Nach einem Blick auf solche Spiralen stellt sich üblicherweise eine spezielle optische Illusion ein: Sehen wir Spiralen, die sich im Uhrzeigersinn drehen, dann kommen uns anschließend Dinge, die wir betrachten, so vor, als würden sie wachsen. Bei Spiralen, die sich gegen den Uhrzeigersinn drehen, schrumpfen dagegen die Dinge, die wir anschließend betrachten.

Wie Lages und sein Team entdeckten, wirkt sich das offenbar auch in einem anschließenden Sehtest aus: Probanden, die jene Spiralen sahen, die sich im Uhrzeigersinn drehten, konnten danach tatsächlich Buchstaben entziffern, die sie vorher nicht erkennen konnten. Umgekehrt schnitten Teilnehmer, welche die sich gegen den Uhrzeigersinn drehenden Spiralen gesehen hatten, im Anschluss schlechter ab als vorher. Ein zweites Experiment, in dem alle Versuchspersonen nacheinander beide Spiralmuster sahen, bestätigte das Ergebnis.
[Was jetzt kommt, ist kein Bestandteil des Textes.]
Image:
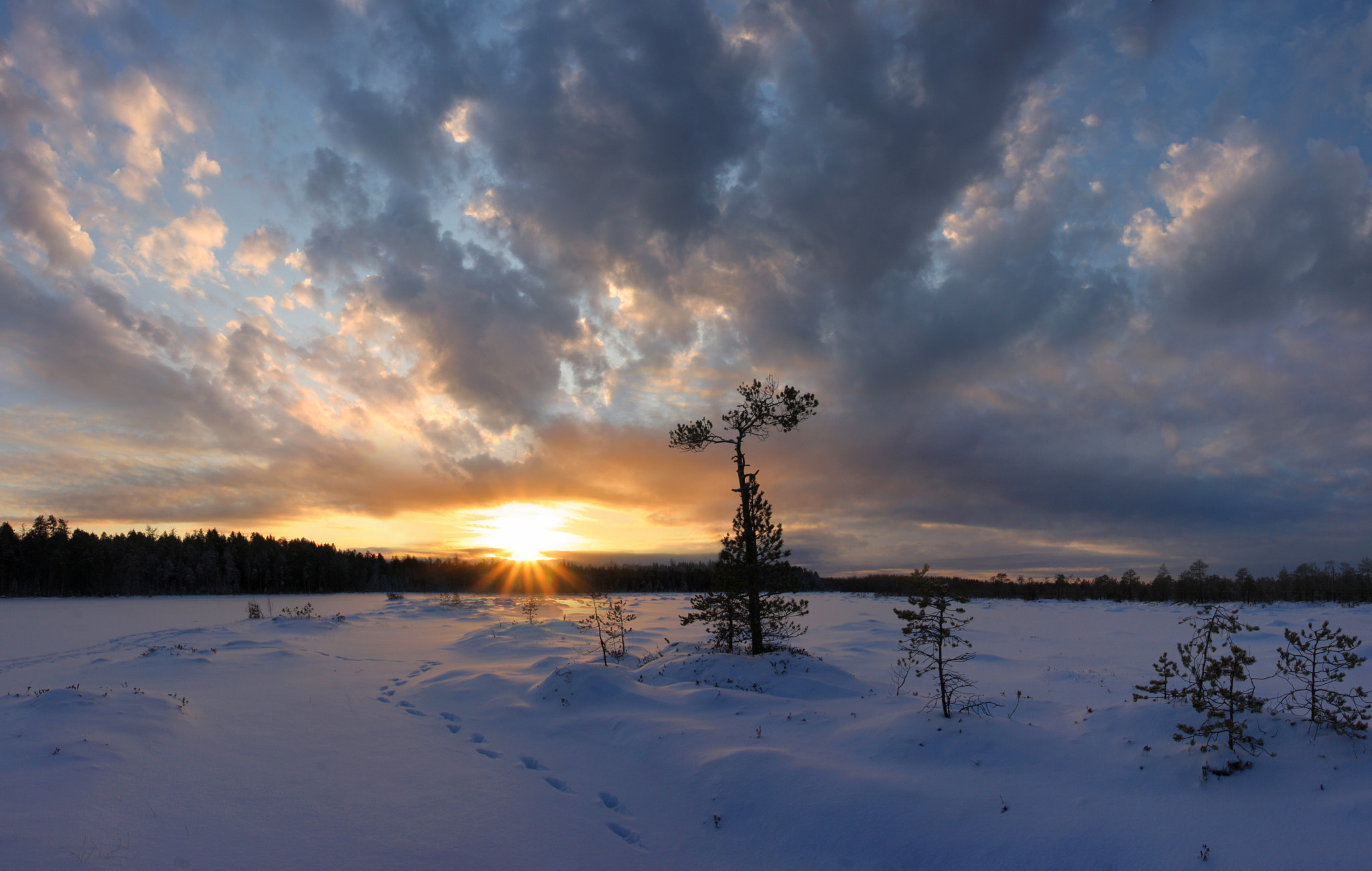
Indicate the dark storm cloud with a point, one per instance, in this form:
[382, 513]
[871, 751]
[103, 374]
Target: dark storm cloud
[490, 334]
[1257, 230]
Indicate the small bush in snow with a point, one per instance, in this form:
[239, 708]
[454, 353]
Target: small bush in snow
[932, 645]
[530, 606]
[1315, 661]
[1215, 669]
[611, 622]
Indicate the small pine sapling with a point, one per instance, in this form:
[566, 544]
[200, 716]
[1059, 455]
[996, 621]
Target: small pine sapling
[1160, 686]
[1216, 669]
[932, 644]
[530, 606]
[729, 610]
[1313, 663]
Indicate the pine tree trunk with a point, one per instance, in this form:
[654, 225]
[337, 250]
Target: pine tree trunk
[755, 606]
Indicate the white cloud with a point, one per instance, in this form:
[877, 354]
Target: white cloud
[136, 103]
[259, 251]
[184, 249]
[199, 168]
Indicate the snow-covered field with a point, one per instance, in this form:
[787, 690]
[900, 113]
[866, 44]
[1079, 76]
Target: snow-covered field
[178, 734]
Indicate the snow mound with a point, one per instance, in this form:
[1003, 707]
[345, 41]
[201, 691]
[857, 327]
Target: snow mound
[593, 683]
[785, 675]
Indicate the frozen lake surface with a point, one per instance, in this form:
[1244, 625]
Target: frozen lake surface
[174, 733]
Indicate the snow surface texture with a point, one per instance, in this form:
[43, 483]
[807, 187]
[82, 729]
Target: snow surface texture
[178, 734]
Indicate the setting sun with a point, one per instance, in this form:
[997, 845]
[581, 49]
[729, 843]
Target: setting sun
[525, 531]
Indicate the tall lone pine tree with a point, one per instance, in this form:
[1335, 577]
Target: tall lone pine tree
[764, 409]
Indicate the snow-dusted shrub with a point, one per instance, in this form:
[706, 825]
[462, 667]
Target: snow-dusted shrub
[610, 619]
[1215, 669]
[1315, 661]
[932, 645]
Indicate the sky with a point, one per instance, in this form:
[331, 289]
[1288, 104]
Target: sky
[1079, 285]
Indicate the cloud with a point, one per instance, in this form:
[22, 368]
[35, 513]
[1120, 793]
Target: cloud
[1250, 230]
[137, 105]
[201, 168]
[260, 251]
[184, 249]
[33, 198]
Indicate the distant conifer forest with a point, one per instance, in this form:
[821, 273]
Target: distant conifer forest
[48, 559]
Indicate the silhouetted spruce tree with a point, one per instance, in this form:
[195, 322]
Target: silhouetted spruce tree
[725, 610]
[764, 409]
[1315, 661]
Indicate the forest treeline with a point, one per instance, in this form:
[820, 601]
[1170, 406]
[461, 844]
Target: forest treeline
[51, 559]
[1309, 582]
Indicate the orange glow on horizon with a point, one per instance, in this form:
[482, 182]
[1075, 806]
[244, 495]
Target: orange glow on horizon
[523, 531]
[529, 576]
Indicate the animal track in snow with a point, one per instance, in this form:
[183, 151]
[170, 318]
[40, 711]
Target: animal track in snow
[630, 835]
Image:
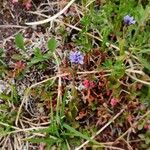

Die Forscher sind verblüfft: Bislang ging man davon aus, dass unsere Sehschärfe im Kern durch die Form und den Zustand unserer Augen beeinflusst wird. Doch ihren Daten zufolge spielen dabei offenbar auch Wahrnehmungsprozesse im Gehirn eine Rolle. Um sich von seiner Brille zu trennen, sei es allerdings zu früh, schränken Lages und Kollegen ein: Die Sehschärfe ändere sich durch die Illusion nur geringfügig, und das auch nur für einen kurzen Moment.